Six hundred and ninety-three years and 222 days ago, King Robert the Bruce struck a blow for Scottish freedom when he banished the English forces from the Stirlingshire countryside with a decisive victory at the Battle of Bannockburn.
It was the beginning of a move to self determination that, almost seven centuries later, meant the Scots could take charge of their own destiny in ways not possible in the English shires.
Access in Scotland: under attack again
The right of every Scotsman and woman, or indeed English, Welsh, Norwegian or Zimbabwean visitor to roam the countryside was enshrined in the lauded Land Reform (Scotland) Act 2003.
Now, a landowner just a couple of miles from the site of the defeat of Edward II’s army is seeking to banish the public from his newly acquired estate just outside Stirling.
In a case with unwelcome echoes of Ann Gloag’s victory at Kinfauns Castle, property magnate William Roddie has erected six-foot fences and ‘keep out’ signs at his land at Sauchieburn.
Stirling Council, still fighting an action over Euan Snowie’s Boquhan estate, has ordered Mr Roddie to take down the fences and accompanying gates which it says have been built without planning permission. The fences block a route which has been popular with walkers for generations and which, according to the 2003 act, is access land.
The case first came to the council’s attention in April last year, when it was reported that the locked gates had appeared, along with a number of private signs. In December 2007, council officers reported that, in addition, trees had been felled across the path, anti-climb paint added to the top of fences and screws placed in the top of fences to deter anyone climbing them.
Notices warn that the fence around Sauchieburn House is electrified, even though this is not the case. Other signs have been put up which guide walkers away from Sauchieburn House and towards a waymarked path.
During a site visit, Mr Roddie told council officials he had been ‘having problems with a jogger carrying out stretching exercises on his lawn’. Central Police confirmed it had investigated allegations of a minor assault in December last year, but there was insufficient evidence to bring any charges. Sports coach David Armour, a local resident, said he was confronted by Mr Roddie while jogging through the estate.
The owner also says he has been verbally abused by members of the public passing through, and that cyclists were riding at speed through an area used by Riding for the Disabled.
The council says about 10 acres of the estate can be exempted from access by the public, but Mr Roddie is unhappy with this view, saying it represents only seven per cent of the land. Officers recommended that negotiations continued to resolve the issue but, if no solution was found by the end of January, then enforcement action be started under the Land Reform Act provisions.
Mr Roddie bought the property for a reputed £2m last year. Under the ownership of its previous occupant Gay Stafford, who died in 2006, there had been no access problems.

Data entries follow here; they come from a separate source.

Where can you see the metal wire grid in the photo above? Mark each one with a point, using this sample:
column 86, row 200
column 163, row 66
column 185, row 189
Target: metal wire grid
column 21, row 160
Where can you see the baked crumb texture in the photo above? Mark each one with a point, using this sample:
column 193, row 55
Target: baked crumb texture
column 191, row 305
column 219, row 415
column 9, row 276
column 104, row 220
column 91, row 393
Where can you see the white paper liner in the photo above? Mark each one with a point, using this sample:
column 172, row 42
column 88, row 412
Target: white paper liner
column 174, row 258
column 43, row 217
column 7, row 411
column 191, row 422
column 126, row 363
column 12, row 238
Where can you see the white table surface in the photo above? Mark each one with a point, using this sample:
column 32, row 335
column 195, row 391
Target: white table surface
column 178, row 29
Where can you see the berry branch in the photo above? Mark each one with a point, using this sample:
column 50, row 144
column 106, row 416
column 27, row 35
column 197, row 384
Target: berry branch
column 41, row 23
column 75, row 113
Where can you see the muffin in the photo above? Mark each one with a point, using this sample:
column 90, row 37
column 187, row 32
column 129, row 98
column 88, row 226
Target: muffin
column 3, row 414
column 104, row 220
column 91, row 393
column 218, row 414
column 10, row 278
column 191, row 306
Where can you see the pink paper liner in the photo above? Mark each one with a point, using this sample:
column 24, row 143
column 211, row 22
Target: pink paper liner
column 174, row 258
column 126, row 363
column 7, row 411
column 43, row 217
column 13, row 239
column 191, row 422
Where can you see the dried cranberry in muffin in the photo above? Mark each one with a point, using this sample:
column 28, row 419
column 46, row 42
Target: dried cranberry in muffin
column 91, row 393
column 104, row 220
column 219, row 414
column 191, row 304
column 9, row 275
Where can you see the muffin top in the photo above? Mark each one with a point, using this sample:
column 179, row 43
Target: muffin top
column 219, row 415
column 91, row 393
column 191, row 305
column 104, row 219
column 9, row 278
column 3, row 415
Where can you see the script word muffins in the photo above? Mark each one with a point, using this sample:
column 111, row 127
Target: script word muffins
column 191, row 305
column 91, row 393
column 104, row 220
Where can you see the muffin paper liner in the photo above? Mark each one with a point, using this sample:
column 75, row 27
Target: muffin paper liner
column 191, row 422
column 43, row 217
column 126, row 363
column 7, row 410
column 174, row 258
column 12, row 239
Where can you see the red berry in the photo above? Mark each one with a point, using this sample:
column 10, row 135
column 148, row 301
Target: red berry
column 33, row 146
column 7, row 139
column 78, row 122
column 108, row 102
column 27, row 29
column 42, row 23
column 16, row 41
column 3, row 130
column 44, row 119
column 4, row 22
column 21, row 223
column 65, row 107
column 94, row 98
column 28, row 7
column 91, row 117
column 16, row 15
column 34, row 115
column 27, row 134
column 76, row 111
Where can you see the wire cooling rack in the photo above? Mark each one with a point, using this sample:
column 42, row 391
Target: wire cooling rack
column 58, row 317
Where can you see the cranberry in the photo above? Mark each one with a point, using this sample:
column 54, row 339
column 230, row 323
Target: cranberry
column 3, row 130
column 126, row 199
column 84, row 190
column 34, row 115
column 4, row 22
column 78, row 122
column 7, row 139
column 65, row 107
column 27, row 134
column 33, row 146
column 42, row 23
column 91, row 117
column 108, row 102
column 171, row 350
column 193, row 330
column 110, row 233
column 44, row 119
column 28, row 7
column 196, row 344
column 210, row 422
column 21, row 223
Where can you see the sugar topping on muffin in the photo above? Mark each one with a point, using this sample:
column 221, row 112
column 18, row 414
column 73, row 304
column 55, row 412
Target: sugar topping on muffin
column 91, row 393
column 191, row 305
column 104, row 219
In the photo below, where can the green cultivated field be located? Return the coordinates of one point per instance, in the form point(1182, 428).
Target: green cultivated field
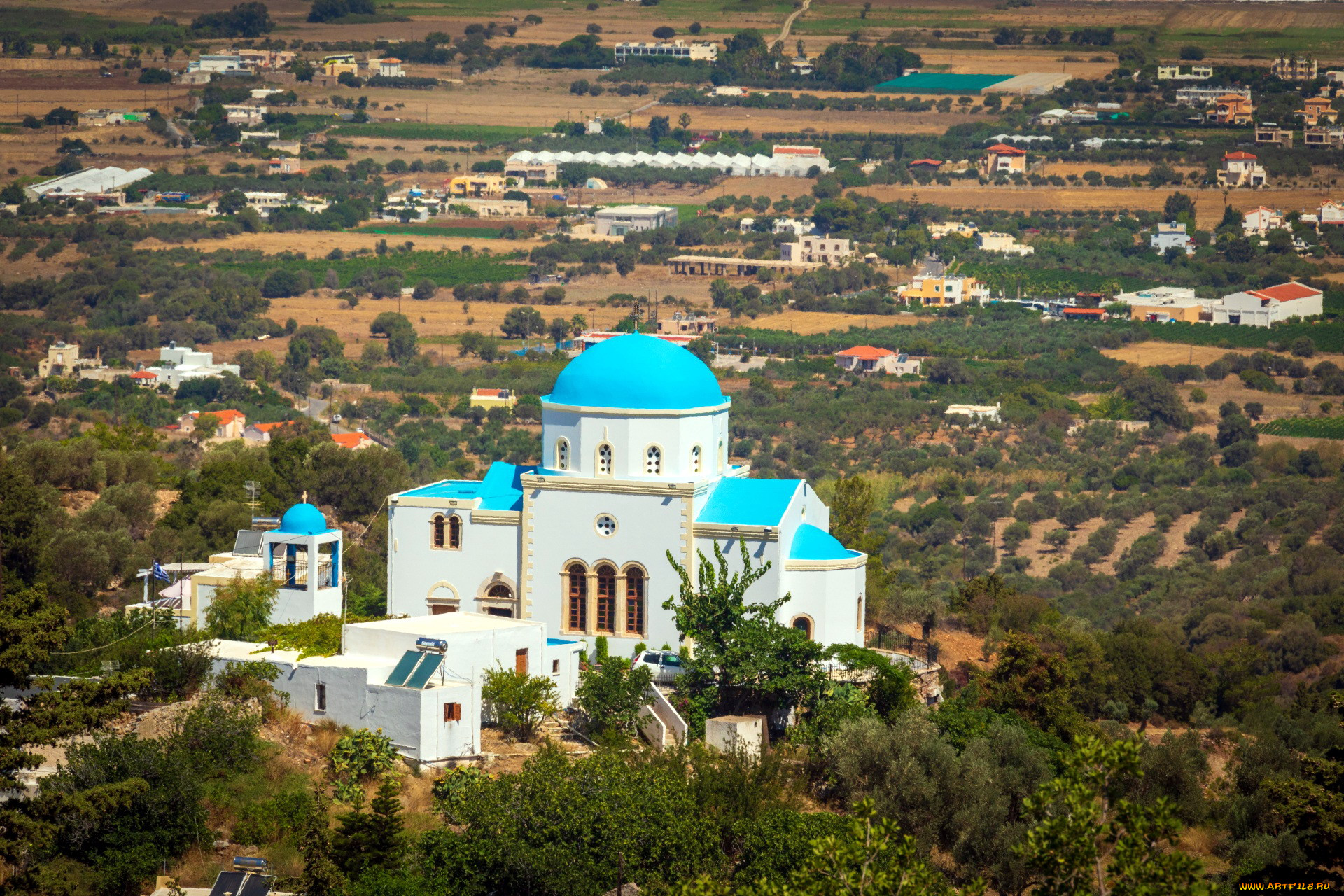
point(420, 131)
point(444, 269)
point(1307, 428)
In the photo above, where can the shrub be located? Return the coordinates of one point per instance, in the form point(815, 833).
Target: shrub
point(518, 701)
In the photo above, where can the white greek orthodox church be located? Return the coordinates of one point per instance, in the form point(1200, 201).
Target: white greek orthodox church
point(636, 464)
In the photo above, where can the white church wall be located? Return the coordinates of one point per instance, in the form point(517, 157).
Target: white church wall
point(564, 528)
point(830, 598)
point(416, 570)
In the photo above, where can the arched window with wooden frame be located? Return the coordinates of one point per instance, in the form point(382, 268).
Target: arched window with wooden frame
point(635, 589)
point(606, 598)
point(804, 625)
point(577, 609)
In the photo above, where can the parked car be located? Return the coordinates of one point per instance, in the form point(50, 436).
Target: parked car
point(666, 665)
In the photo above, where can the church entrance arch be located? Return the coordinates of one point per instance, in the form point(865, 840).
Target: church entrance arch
point(498, 597)
point(442, 598)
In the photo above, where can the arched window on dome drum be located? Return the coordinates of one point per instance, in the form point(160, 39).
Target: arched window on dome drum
point(577, 613)
point(605, 598)
point(635, 602)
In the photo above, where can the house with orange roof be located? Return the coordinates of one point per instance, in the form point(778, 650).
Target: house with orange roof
point(354, 441)
point(1003, 160)
point(1231, 109)
point(1241, 168)
point(1262, 219)
point(262, 433)
point(488, 398)
point(230, 422)
point(1317, 111)
point(870, 359)
point(1269, 305)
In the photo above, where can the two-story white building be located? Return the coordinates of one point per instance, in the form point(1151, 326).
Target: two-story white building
point(636, 466)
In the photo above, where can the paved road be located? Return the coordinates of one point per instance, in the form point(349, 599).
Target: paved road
point(788, 23)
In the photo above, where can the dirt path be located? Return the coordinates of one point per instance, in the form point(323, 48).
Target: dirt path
point(1129, 533)
point(788, 23)
point(1176, 539)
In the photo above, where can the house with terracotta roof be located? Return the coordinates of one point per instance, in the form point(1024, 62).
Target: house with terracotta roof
point(1241, 168)
point(1231, 109)
point(1003, 160)
point(869, 359)
point(1269, 305)
point(262, 433)
point(1317, 111)
point(487, 398)
point(230, 422)
point(1260, 220)
point(354, 441)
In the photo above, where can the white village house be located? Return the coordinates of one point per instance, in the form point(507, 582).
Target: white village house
point(526, 567)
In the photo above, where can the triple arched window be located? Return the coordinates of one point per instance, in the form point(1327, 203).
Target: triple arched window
point(445, 532)
point(605, 599)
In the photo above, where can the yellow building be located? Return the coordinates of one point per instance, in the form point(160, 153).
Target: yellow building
point(477, 186)
point(492, 398)
point(944, 290)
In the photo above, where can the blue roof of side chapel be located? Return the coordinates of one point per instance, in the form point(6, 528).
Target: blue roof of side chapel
point(499, 491)
point(812, 543)
point(749, 501)
point(638, 371)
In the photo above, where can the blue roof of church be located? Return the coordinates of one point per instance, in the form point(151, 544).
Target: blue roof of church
point(302, 519)
point(811, 543)
point(749, 501)
point(638, 371)
point(499, 491)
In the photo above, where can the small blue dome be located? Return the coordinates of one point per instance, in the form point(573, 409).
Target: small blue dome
point(638, 371)
point(302, 519)
point(811, 543)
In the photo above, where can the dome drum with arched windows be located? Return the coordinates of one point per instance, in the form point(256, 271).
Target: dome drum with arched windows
point(636, 407)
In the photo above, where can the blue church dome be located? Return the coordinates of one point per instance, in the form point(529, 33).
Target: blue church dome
point(302, 519)
point(638, 371)
point(811, 543)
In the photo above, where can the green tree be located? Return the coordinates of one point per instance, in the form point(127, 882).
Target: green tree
point(518, 701)
point(850, 510)
point(742, 653)
point(241, 609)
point(613, 694)
point(1086, 840)
point(375, 839)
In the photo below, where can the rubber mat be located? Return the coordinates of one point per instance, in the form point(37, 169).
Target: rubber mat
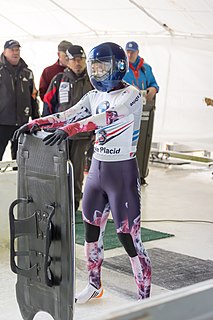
point(170, 270)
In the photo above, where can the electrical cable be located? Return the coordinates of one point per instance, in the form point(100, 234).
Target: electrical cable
point(177, 220)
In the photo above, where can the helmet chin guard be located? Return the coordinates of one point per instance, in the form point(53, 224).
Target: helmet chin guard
point(107, 65)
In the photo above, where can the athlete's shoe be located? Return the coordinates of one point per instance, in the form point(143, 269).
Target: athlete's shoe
point(88, 293)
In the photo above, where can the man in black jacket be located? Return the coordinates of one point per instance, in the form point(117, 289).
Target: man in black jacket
point(65, 90)
point(18, 95)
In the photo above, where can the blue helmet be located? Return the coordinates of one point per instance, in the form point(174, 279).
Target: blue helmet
point(107, 65)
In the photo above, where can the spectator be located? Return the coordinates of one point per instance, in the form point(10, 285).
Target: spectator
point(59, 66)
point(65, 90)
point(18, 95)
point(140, 75)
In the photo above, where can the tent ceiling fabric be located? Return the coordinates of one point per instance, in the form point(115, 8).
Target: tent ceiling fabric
point(38, 19)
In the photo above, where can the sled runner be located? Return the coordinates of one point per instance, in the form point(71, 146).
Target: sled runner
point(145, 139)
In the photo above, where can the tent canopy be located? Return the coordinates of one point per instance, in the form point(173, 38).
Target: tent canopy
point(175, 38)
point(40, 19)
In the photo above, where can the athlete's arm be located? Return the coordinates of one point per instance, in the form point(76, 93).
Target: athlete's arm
point(128, 102)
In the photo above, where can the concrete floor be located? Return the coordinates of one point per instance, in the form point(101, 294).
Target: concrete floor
point(176, 194)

Stirling Council has confirmed it has served Mr Roddie with notice of enforcement action under sections 14 and 15 of the act.
Twenty-four complaints have been made about the blocking of access. Former MP and MSP Dennis Canavan is supporting the council’s action. Mr Canavan is now president of the Rambler’s Association in Scotland.
Mr Canavan told Scotland on Sunday: “The council is of the view that these locked gates are unlawful and they block a path that has been used by local people to get to the crags. This is a good path compared to a diversion he wants you to take which takes you away from where you want to go up a very muddy track.”
The Ramblers Association in Scotland said it would be pressing Environment Minister Mike Russell to introduce powers to enable councils to take more rapid enforcement action.
In 2005, Mr Roddie was ordered to pay £3m in a divorce settlement brought by his wife Angela. He runs Spectrum Properties (Scotland) Ltd, founded in the East End of Glasgow in 1988 and which describes itself as one of the city’s largest landlords, dealing in offices, workshops and industrial units.